The wealth of the upper class in Jesus’ time came at the expense of the lower class, and in the new way of living that Jesus promoted, that just couldn’t continue; look at the initial communities in Acts 2, selling what they had and giving it away to meet each other’s needs.  I’m not saying there is some ideal “New Testament church” model we can all strive towards, rather that stuffing Republican fiscal policy into the pages of the Bible doesn’t make it divinely sanctioned.  Jesus isn’t a Republican! ( He’s Democrat)( JUST KIDDING!!)  sorta ;)

Link to Wayne Grudem’s book:

Sunday, August 7, 2011

Money vs. Power

This coming Tuesday, August 9th, will be one week since the United States came to the brink of "financial default." Thanks to an eleventh hour decision, the "crisis" was averted.  It is hard to pick winners and losers in this event; the right wingers are just as mad as the left wingers.  The decision seems to be to add $2.4 Trillion to the debt ceiling while calling for $900 Billion in cuts with a "super congress" to decide on another $1.2 Trillion.  What a deal!?

With all this bickering about small-government, the job-creators, the middle-class, entitlement programs, and everyone paying their fair share, I began to wonder about what's really behind all this.  If one were to boil down the agenda of the right and left into one word or concept, what would it be?  To me, its ultimately about money and power.  Now, to be fair, this is certainly an oversimplification, but hear me out.

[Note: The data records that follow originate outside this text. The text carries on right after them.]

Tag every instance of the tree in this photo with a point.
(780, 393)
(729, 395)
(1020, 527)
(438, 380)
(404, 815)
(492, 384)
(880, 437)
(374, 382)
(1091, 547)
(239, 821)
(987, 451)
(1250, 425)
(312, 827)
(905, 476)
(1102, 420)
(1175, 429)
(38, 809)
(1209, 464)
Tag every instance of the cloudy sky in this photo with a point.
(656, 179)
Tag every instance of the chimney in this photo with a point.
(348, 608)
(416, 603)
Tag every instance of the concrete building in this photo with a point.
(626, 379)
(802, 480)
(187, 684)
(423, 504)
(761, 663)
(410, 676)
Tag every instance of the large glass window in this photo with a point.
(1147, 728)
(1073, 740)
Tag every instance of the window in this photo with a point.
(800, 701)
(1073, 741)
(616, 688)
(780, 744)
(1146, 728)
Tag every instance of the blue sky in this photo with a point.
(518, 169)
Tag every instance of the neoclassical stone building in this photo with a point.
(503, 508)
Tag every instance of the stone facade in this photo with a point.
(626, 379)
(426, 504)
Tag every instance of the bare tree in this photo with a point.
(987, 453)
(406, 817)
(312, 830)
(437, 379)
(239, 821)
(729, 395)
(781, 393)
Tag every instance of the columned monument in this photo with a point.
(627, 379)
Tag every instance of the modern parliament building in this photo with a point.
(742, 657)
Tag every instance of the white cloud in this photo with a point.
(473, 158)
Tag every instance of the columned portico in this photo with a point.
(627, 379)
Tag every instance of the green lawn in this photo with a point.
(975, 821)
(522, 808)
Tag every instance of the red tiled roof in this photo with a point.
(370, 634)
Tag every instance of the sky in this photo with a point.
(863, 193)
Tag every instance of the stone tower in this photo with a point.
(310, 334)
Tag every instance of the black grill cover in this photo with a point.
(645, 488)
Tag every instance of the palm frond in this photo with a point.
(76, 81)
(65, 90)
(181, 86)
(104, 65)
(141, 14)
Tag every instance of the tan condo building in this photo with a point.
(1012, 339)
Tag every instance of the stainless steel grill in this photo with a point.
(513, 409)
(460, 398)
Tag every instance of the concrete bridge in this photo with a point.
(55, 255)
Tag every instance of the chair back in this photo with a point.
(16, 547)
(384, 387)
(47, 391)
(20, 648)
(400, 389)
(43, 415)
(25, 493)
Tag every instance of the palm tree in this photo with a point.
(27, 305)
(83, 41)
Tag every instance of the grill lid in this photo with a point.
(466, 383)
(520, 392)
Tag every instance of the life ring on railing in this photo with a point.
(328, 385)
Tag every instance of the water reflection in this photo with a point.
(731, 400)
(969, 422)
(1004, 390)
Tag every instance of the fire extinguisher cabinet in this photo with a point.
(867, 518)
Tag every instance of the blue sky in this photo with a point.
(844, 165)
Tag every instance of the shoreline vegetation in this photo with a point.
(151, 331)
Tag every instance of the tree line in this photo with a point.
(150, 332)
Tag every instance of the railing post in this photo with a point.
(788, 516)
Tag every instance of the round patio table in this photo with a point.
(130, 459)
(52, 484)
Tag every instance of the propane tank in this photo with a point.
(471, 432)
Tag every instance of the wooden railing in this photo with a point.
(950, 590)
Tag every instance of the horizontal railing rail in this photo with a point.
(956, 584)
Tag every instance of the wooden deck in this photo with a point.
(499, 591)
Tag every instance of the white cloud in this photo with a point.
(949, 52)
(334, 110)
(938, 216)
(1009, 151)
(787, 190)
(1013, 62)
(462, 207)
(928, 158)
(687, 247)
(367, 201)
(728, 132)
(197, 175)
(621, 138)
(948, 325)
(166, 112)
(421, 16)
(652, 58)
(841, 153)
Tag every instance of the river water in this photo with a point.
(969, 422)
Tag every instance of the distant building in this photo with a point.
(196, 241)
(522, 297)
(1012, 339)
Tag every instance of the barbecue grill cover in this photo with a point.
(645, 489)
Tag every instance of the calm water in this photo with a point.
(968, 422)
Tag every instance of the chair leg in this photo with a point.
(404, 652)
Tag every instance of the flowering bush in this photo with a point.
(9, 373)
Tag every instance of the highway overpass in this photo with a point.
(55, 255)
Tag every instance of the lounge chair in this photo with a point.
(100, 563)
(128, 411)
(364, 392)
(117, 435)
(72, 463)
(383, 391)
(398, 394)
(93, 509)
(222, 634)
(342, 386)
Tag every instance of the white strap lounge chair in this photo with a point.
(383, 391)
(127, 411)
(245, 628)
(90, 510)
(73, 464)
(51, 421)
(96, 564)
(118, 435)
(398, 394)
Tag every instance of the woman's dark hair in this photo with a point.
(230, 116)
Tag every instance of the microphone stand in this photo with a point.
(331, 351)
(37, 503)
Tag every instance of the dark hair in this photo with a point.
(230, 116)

The right wants to cut government in order to cut taxes in order to keep "their" money;  the left wants to keep government, keep taxes (or even raise them), and keep programs and agencies to maintain control.

So with the right, its all about money, with the left its all about power.  So the question then becomes, which saying is ultimately right? "the love of money is the root of all evil" or "absolute power absolutely corrupts."